Injection sites and distribution of retrogradely labeled neurons

In cases 72 and 73, the FB and DY injection sites, defined according to Kuypers and Huisman (1984) and Condé (1987), were completely restricted to the cortical gray matter, involving almost the entire cortical thickness, or at least layers III–V. Injection sites were then attributed to area PEip or MIP, as defined from the distribution of corticospinal labeled neurons in the db-IPS (cases 10 and 21), as detailed in Table 1.

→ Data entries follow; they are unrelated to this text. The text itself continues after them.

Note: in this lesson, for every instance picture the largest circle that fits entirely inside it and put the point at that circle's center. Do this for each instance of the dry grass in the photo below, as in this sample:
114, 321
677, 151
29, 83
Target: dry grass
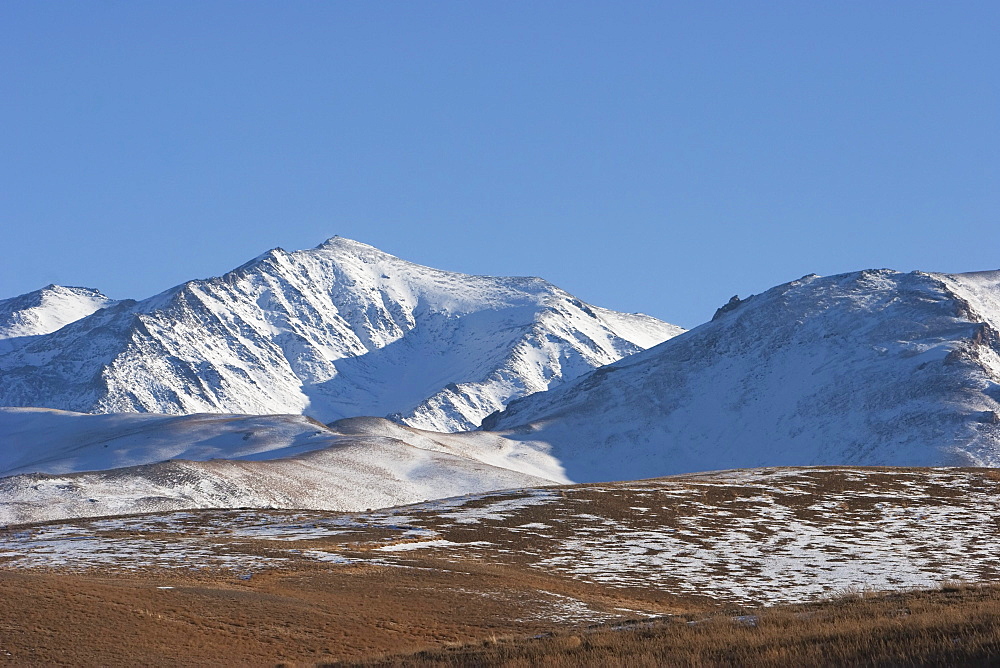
956, 625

Percentages (%) and total number (n) of labeled neurons observed after tracer injections in MIP and PEip

Injection sites are sorted relative to their A-P position along the db-IPS, to better display the gradient-like distribution of their projections (–, labeling < 0.1% or no labeling). No cell counts are reported for the areas containing the injection sites (X).

The cortical distribution of FB-retrogradely and DY-retrogradely labeled cells (cases 72 and 73), as well as of HRP-labeled cells (cases 10 and 21), here referred to as retrogradely-labeled cells (RLCs), was plotted in sections every 600 μm (300 μm in cases 10 and 21). In each examined section the outer and inner cortical borders and the location of each labeled neuron were plotted with the aid of inductive displacement transducers mounted on the x- and y-axes of the microscope stage. The transducer signals were digitized and stored by using software developed in our laboratory that allows the visualization of section outlines, of gray-white matter borders, and of labeled cells.

Data from individual sections were then imported into the three-dimensional (3D) reconstruction software developed in house (Demelio et al., 2001) to create volumetric reconstructions of the hemispheres from individual histologic sections containing connectional and/or architectonic data and providing realistic visualizations of the labeling distribution. The distribution of RLCs on exposed cortical surfaces was visualized in mesial and dorsolateral views of the hemispheres, whereas that in the db-IPS in lateral views of the hemispheres, in which the bank was exposed with dissection of the inferior parietal lobule (IPL) and the temporal lobe.

The nomenclature and the map adopted for the areal attribution of the labeled neurons was the same of that used in a recent quantitative study of the connectivity of the parieto-frontal system (Caminiti et al., 2017). Briefly, the superior and medial parietal cortex was defined according to architectonic criteria described in Pandya and Seltzer (1982) and Luppino et al. (2005), while area MIP was defined based on the distribution of corticospinal projections (see Results). In the IPL the gyral convexity areas were defined according to cytoarchitectonic and chemoarchitectonic criteria described in Gregoriou et al. (2006) and those of the lateral bank of the intraparietal sulcus based on connectional criteria described in Borra et al. (2008). The fundal region of the intraparietal sulcus was assigned to the ventral intraparietal (VIP) area as defined by Colby and Duhamel (1991). In the frontal lobe, frontal and cingulate motor areas were defined according to architectonic criteria described in Matelli et al. (1985, 1991) and Belmalih et al. (2009). Prefrontal areas were defined according to Carmichael and Price (1994), Gerbella et al. (2007), and Saleem et al. (2014).